New Thunder Bay Police Service Chief meets with local communities

By Rick Garrick
THUNDER BAY — Thunder Bay Police Service Chief Darcy Fleury recently met with the community during two town halls on May 24 and 25 at the Oliver Road and West Thunder community centres.
“The audience really is focused on right now — the issue we have with the guns and the gangs as an enforcement piece and a safety piece for the community — we heard that in both events,” says Fleury, who was sworn in as police chief on May 15 after serving with the Royal Canadian Mounted Police (RCMP) for 36 years, most recently as district commander – chief superintendent for the Central Alberta District based in Edmonton. “Also on how we could manage some of the ongoing other activities, the drug activity we are seeing independent of that, and how we could manage that, a little bit around the homelessness and addictions dependency that are out there right now and how we could work together to get that managed and put people in a better way of living.”
Fleury, a member of the Manitoba Métis Federation, stressed during the town halls that a May 2 midday shooting by a group of people in a parking lot in Thunder Bay was not normal.
“We can’t accept that this is normal behaviour,” Fleury says. “So those are one of the things we’re going to keep an eye on and really work hard towards and I want input back on how that’s going.”
Fleury says he loved hearing from the Indigenous leaders during the two town halls, including Fort William’s Michele Solomon, who attended both town halls and was later elected as Chief during Fort William’s May 27 election.

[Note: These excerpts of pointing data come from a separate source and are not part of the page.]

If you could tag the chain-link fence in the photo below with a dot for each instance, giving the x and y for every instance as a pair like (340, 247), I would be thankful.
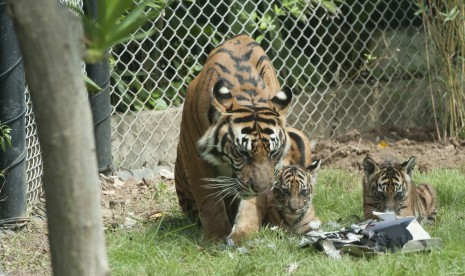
(361, 66)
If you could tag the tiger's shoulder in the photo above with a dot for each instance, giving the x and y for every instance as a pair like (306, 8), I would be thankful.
(300, 152)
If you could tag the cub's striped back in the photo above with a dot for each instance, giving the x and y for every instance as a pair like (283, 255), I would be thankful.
(290, 204)
(388, 187)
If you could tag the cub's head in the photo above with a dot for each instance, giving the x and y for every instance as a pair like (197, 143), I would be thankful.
(294, 187)
(248, 137)
(387, 185)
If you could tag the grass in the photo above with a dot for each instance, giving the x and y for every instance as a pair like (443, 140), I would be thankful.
(173, 245)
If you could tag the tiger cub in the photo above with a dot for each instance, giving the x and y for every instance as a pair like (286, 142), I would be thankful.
(388, 187)
(290, 203)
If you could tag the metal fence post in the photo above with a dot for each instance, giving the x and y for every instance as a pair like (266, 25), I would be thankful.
(13, 187)
(101, 105)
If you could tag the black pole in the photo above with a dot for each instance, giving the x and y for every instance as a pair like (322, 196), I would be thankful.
(13, 186)
(100, 104)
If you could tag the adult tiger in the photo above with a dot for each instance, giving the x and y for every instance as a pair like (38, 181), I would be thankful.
(388, 187)
(233, 125)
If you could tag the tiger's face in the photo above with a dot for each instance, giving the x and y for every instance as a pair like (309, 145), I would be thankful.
(250, 140)
(386, 185)
(294, 188)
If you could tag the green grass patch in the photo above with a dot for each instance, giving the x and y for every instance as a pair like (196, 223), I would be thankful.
(174, 246)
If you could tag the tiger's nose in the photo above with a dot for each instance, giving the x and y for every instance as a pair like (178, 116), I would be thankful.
(293, 205)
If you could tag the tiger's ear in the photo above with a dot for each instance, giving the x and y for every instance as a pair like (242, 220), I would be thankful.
(312, 170)
(223, 100)
(369, 165)
(409, 165)
(281, 101)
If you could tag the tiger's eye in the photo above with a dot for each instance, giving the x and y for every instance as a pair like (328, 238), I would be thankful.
(399, 195)
(285, 191)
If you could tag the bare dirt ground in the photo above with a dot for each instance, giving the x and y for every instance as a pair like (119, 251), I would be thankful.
(131, 198)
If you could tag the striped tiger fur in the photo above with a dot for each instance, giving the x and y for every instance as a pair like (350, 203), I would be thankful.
(388, 187)
(232, 136)
(290, 203)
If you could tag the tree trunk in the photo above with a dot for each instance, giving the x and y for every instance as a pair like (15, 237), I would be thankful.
(51, 44)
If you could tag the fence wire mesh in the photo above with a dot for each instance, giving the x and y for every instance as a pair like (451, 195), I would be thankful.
(361, 65)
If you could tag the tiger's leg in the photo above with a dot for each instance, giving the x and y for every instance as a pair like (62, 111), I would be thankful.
(211, 211)
(308, 223)
(249, 218)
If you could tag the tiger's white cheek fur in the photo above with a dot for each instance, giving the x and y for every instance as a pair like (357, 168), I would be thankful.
(205, 145)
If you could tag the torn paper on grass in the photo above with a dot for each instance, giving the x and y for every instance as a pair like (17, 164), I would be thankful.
(370, 238)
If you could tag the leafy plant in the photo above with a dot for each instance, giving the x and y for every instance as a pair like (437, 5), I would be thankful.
(114, 22)
(445, 23)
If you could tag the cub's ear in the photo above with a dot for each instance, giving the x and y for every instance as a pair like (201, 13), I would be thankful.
(314, 167)
(223, 100)
(409, 165)
(369, 165)
(312, 170)
(281, 101)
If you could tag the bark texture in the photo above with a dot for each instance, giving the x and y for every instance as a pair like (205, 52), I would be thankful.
(51, 42)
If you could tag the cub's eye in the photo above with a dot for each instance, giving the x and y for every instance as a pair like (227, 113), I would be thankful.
(243, 152)
(274, 153)
(379, 195)
(399, 195)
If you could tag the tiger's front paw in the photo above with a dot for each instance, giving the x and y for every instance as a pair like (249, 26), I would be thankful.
(238, 234)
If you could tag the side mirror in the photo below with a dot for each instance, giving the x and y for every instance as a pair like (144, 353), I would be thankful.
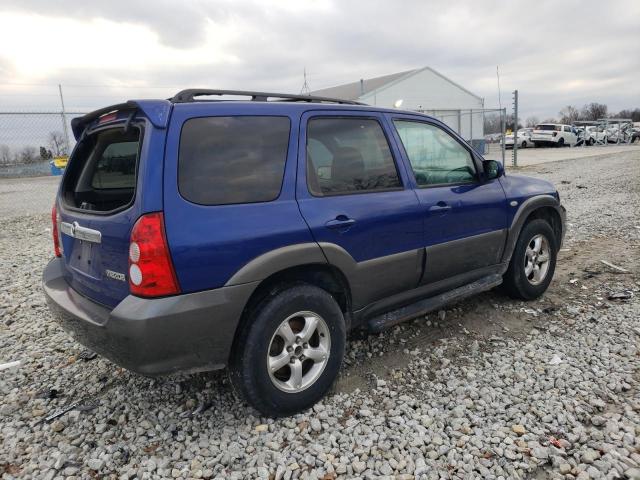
(492, 169)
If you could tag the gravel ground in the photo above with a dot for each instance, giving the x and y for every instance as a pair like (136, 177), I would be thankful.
(489, 388)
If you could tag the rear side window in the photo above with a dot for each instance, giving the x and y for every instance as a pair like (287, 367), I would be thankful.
(348, 155)
(226, 160)
(436, 157)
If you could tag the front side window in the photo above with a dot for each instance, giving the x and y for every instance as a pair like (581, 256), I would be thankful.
(229, 160)
(348, 155)
(436, 157)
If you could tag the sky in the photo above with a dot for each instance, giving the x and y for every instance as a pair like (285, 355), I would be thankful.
(555, 53)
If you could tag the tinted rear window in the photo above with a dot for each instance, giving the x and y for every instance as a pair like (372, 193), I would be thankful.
(225, 160)
(101, 175)
(116, 166)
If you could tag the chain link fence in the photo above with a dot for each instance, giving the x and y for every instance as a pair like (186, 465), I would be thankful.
(29, 141)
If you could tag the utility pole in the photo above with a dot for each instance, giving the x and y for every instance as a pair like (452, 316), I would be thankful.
(305, 86)
(65, 129)
(515, 128)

“When we talk about working together, I want to hear their opinions, I want to hear their advice, I want to hear what ideas they have, I want to hear the concerns they have,” Fleury says. “I want everybody to understand that we can work and develop the programs that are going to suit everybody, and if they don’t give me that information, it’s going to be hard for me to adapt that.”
Fleury says they are planning to hold more town halls in the fall once people are back from the summer holidays.
“That will give us a few months to see where things are going,” Fleury says. “And then a little bit further into the late fall-early winter, we’ll do some more and have a really good feeling on how things are going.”
Fleury says he is enjoying himself in his new role.
“Everybody’s been fantastic, even the feedback tonight is exactly what we wanted to hear,” Fleury says. “People have concerns but they’re positive that we’re going to be moving things forward and seeing some changes. I feel really comfortable here in Thunder Bay — I’ve met a lot of great people all with the same focus on working together, making the changes we need to make, learning from the stuff that we had in the past, and really doing our best, so I’m in a really good spot.”
Solomon says it was important to have the town halls for people to express their concerns about issues in the community.
“It’s a really wise step by the new chief, Darcy Fleury,” Chief Solomon says. “I’m really here to listen to what he has to say and to listen to what the people in Thunder Bay have to say because at the end of the day Fort William First Nation needs to have an important relationship with the City of Thunder Bay and the services that are in the city.”